La ville d’Abomey dispose désormais d’une prison de type moderne. La réception provisoire  du joyau a été effectuée par le  Garde des sceaux, ministre de la Justice et de la législation, Joseph Djogbénou. C’était le mardi 13 juin 2017 lors d’une cérémonie à laquelle,  officiers de police judiciaire,  magistrats, têtes couronnées et population ont pris part.
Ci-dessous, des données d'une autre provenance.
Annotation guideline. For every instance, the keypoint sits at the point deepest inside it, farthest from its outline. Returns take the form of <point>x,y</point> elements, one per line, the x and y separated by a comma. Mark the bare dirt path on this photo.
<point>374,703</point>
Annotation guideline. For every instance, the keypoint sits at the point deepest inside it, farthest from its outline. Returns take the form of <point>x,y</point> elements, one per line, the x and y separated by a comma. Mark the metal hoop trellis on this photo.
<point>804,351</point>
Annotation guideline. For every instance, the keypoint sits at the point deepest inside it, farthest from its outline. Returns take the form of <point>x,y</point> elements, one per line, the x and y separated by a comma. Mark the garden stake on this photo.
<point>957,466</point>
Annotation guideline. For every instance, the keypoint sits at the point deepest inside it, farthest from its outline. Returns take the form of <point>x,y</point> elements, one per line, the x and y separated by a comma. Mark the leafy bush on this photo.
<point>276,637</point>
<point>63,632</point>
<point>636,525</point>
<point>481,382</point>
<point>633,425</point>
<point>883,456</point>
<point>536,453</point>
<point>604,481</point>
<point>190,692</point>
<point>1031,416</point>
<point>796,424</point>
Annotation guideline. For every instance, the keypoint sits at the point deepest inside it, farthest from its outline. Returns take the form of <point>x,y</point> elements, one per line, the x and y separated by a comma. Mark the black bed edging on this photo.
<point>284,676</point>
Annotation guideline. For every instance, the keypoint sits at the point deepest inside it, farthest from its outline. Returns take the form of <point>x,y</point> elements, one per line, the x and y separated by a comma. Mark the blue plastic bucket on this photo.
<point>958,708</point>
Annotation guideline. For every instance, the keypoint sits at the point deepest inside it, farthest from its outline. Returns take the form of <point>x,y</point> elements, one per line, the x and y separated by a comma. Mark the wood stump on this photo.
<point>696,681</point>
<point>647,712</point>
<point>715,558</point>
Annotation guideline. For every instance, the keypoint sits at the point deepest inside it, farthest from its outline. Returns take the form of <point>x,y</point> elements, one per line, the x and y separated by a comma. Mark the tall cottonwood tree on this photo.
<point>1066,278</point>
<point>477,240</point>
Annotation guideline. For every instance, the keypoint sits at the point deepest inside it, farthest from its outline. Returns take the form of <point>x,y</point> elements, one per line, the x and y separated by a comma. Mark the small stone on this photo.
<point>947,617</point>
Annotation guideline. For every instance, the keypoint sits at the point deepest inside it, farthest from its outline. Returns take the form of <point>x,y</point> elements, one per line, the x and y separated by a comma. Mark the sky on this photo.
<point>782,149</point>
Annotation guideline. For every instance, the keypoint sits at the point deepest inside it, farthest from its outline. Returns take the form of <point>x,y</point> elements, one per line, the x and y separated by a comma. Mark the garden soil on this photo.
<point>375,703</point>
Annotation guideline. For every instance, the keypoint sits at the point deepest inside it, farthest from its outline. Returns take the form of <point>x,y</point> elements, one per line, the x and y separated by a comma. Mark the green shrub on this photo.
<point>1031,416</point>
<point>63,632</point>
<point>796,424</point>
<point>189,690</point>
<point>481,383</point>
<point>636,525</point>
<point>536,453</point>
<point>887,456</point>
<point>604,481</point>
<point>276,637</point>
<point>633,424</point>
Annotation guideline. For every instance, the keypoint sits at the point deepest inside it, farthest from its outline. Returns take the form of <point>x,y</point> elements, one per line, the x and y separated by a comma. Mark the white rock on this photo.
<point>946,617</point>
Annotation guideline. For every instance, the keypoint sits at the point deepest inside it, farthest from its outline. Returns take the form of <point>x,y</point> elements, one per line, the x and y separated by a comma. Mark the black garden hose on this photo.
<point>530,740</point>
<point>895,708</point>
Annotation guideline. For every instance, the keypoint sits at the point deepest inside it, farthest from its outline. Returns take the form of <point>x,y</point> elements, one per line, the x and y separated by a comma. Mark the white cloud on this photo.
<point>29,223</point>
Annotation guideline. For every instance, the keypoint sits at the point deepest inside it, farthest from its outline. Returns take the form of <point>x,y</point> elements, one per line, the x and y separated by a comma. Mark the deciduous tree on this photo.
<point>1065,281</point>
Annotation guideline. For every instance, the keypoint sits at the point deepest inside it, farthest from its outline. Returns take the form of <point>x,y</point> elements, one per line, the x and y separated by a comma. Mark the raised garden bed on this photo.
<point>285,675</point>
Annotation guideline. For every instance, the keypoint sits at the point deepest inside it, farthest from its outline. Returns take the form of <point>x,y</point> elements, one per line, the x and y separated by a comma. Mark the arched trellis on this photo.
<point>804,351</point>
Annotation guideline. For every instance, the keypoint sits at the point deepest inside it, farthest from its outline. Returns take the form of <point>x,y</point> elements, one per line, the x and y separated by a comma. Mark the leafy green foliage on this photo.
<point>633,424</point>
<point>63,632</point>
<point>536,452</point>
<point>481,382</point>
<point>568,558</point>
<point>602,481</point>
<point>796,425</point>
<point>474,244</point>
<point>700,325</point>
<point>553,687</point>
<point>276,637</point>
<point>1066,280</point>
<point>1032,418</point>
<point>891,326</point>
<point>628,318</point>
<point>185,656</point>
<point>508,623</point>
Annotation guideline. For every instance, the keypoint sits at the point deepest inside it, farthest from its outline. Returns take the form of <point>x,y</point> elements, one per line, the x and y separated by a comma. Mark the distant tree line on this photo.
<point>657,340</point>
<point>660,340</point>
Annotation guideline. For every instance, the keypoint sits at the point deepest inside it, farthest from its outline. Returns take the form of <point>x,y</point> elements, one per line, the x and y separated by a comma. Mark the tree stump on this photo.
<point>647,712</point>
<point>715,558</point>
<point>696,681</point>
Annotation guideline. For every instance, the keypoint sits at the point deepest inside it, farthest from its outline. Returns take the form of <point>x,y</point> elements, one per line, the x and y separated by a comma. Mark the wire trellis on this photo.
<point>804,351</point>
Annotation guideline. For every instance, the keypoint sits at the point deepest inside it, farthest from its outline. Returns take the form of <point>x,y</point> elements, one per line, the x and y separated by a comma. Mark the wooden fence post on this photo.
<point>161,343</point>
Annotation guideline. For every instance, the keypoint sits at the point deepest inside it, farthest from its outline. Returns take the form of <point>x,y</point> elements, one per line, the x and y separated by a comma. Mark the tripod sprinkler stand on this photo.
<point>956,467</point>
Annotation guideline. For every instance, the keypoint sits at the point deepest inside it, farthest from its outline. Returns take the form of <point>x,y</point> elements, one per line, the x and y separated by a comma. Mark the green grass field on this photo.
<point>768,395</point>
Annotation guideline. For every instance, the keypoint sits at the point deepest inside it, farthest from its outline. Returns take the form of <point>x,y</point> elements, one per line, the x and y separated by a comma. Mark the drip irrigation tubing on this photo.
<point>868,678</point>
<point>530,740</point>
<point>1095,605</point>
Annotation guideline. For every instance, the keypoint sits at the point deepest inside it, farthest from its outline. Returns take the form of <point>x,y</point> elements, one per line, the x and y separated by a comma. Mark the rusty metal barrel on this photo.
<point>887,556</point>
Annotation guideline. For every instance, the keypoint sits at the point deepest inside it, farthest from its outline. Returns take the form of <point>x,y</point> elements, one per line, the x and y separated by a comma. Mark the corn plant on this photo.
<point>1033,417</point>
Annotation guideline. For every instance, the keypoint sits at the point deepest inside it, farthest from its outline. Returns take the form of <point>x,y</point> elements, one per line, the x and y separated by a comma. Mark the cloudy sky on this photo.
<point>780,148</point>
Le complexe abritant la nouvelle prison civile d’Abomey est  composé d’un bloc administratif, de 12 dortoirs de 600 places extensibles en hauteur selon les normes internationales, de logements pour le régisseur et le gardien en chef.  La nouvelle geôle, indique le Coordonnateur du projet de modernisation du système pénitentiaire, Richard Gansou, répond au standard  international. D’après ses explications,  elle est  construite sur une superficie de 5 ha entièrement clôturée et dotée d’un dispositif de forage d’eau. Elle  s’impose comme la deuxième geôle modernisée du Bénin après celle de Missérété, a précisé le coordonnateur du projet.  Elle est prévue pour   contenir 900 détenus, contre une capacité de 250 places pour l’ancienne prison de la ville, qui compte actuellement 911 prisonniers. Ce qui explique les cas de maladies et de décès dans cette maison carcérale. Le nouveau pénitencier, selon Martial Dégbèssoun, vient alors soulager les peines des usagers de la prison qui étouffent dans un environnement insalubre. « Cette maison et ce moyen de déplacement que nous allons remettre ne constituent qu’un premier pas dans la volonté du président de la République d’étendre davantage la carte judiciaire à l’intérieur d’Abomey », a déclaré le ministre Joseph  Djogbénou. Il en a profité pour sensibiliser les populations à  avoir de bons comportements, afin d’éviter de tomber dans les mailles de la justice. «Voici une nouvelle maison que je vous remets. Mais je ne souhaite pas que vous rentriez ici. Cette maison sera une maison de paix, qui ne détruira pas l’être humain, mais  l’enrichira.  Lorsque chacun des personnes qui seront gardées dans cette maison sortira, chacun renforcera la communauté que nous sommes. Nous allons faire en sorte que les personnes qui y rentrent, sortent, et  n’y rentrent plus jamais. Nous aurons réussi notre mission lorsque ces personnes ne rentreront plus et lorsque les personnes qui sont dehors ne rentreront pas dans cette maison. Voyez-vous  le contraste. Je remets une maison dans laquelle je ne vous invite pas à rester continuellement. Je remets une maison de laquelle  j’invite chacun à sortir parce que la vie est au dehors, la liberté est au dehors, la vie n’est pas dedans, la liberté n’est pas dedans », a laissé entendre le ministre de la justice.